The Jezabels (interview bonus Obsküre Magazine #9)

11 Mai 12 The Jezabels (interview bonus Obsküre Magazine #9)

Après plusieurs formats courts, les Australiens Jezabels sortent le puissant, concentré et évocateur Prisoner. Ce premier vrai album regroupe une série de chansons pop et relativement sombres, produites dans l’idée de puissance. À découvrir dans Obsküre Magazine #9 (en kiosques depuis le 11 mai 2012) et ici même. Voici les extraits de l’interview de Samuel Lockwood (guitare) non parus dans notre n° de mai/juin.

Obsküre Magazine : Le moment où vous préparez les choses, où vous les répétez, anticipe-t-il sur le rôle de la future production ? Avez-vous réalisé des pré-productions avec Lachlan Mitchell et Peter Katis (The National, Interpol) afin de définir quelque chose de ce que serait le résultat, avant d’entrer en studio pour « le son final » ?
Samuel Lockwood :
Sur Prisoner en particulier, nous avons travaillé en étroite collaboration avec Lachlan Mitchell tout au long de la phase de pré-production. C’est quelqu’un qui nous inspire et nous aide à porter nos idées à concrétisation. Peter Katis, dont le rôle a été de mixer, apporte son propre style à la musique, mais il a gardé une relation assez lointaine et n’a pas eu le même niveau d’engagement.

Votre page officielle Facebook s’avère assez dynamique. Vous y allez au-delà de la simple exposition de votre musique ou de son actualité. Il s’y présente vos goûts par exemple, en toutes choses, et il en ressort votre intérêt pour les choses de manière multiple… On n’est pas dans l’habituelle vitrine. Si les fans apprécient votre musique, doivent-ils mieux savoir qui vous êtes ?
C’est une question intéressante, et de temps à autre je trouve que les groupes utilisent ces moyens de communication-là jusqu’à l’overdose, l’exagération tue la portée de leur initiative. Mais je pense que nous avons à faire ce genre de choses ces jours-ci et c’est, de notre part, vraiment intentionnel. Donc, ce que nous essayons de faire est de nous dépeindre comme des gens normaux en lesquels les autres pourront se reconnaître – et c’est la réalité je crois. Nous pourrions peut-être donner encore un peu plus en ligne mais honnêtement nous n’en trouvons pas toujours le temps lorsque nous sommes en tournée.

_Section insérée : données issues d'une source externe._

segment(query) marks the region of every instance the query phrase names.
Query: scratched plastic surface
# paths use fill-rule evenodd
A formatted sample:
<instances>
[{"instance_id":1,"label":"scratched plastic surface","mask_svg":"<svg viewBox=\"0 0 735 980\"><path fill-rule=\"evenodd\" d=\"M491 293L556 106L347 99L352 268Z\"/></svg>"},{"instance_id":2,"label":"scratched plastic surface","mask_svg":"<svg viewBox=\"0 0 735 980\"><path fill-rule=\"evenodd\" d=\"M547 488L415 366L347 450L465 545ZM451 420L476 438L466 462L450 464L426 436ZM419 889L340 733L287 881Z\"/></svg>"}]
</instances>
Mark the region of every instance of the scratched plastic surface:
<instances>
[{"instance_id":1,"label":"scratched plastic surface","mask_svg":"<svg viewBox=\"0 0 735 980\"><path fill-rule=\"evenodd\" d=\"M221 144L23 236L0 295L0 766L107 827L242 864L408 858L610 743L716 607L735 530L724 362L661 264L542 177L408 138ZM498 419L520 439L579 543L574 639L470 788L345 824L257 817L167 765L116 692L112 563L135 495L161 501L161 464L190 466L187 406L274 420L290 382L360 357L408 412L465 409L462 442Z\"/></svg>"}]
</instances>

Votre musique développe sur Prisoner une forte puissance physique et émotionnelle, très directe, et votre spectre musical inclut une dimension spatiale. Un de vos messages sur Facebook parlait de votre admiration face à la découverte de la cathédrale de Cologne… De façon générale vous semblez apprécier les anciennes et imposantes architectures. Or, l’espace, le lieu, peut nourrir une performance. Souhaitez-vous présenter dans les temps à venir votre musique en dehors des lieux habituels que nous connaissons tous : clubs, stades, etc. ?
Je suis totalement en accord avec l’idée de l’importance du lieu – et oui, en effet, nous aimerions commencer à donner des shows en dehors de la « marche normale des lieux » que les groupes connaissent dans toute l’Europe. Il y a beaucoup de cathédrales massives par ici alors qui sait, nous pourrions envisager un Cathedrals Tour ? Ce serait incroyable! Mais sérieusement, en Australie au moins, nous sommes à la recherche d’un ou deux shows en plein air dans de beaux décors naturels. Je pense que cela peut aussi permettre d’offrir une soirée assez spéciale.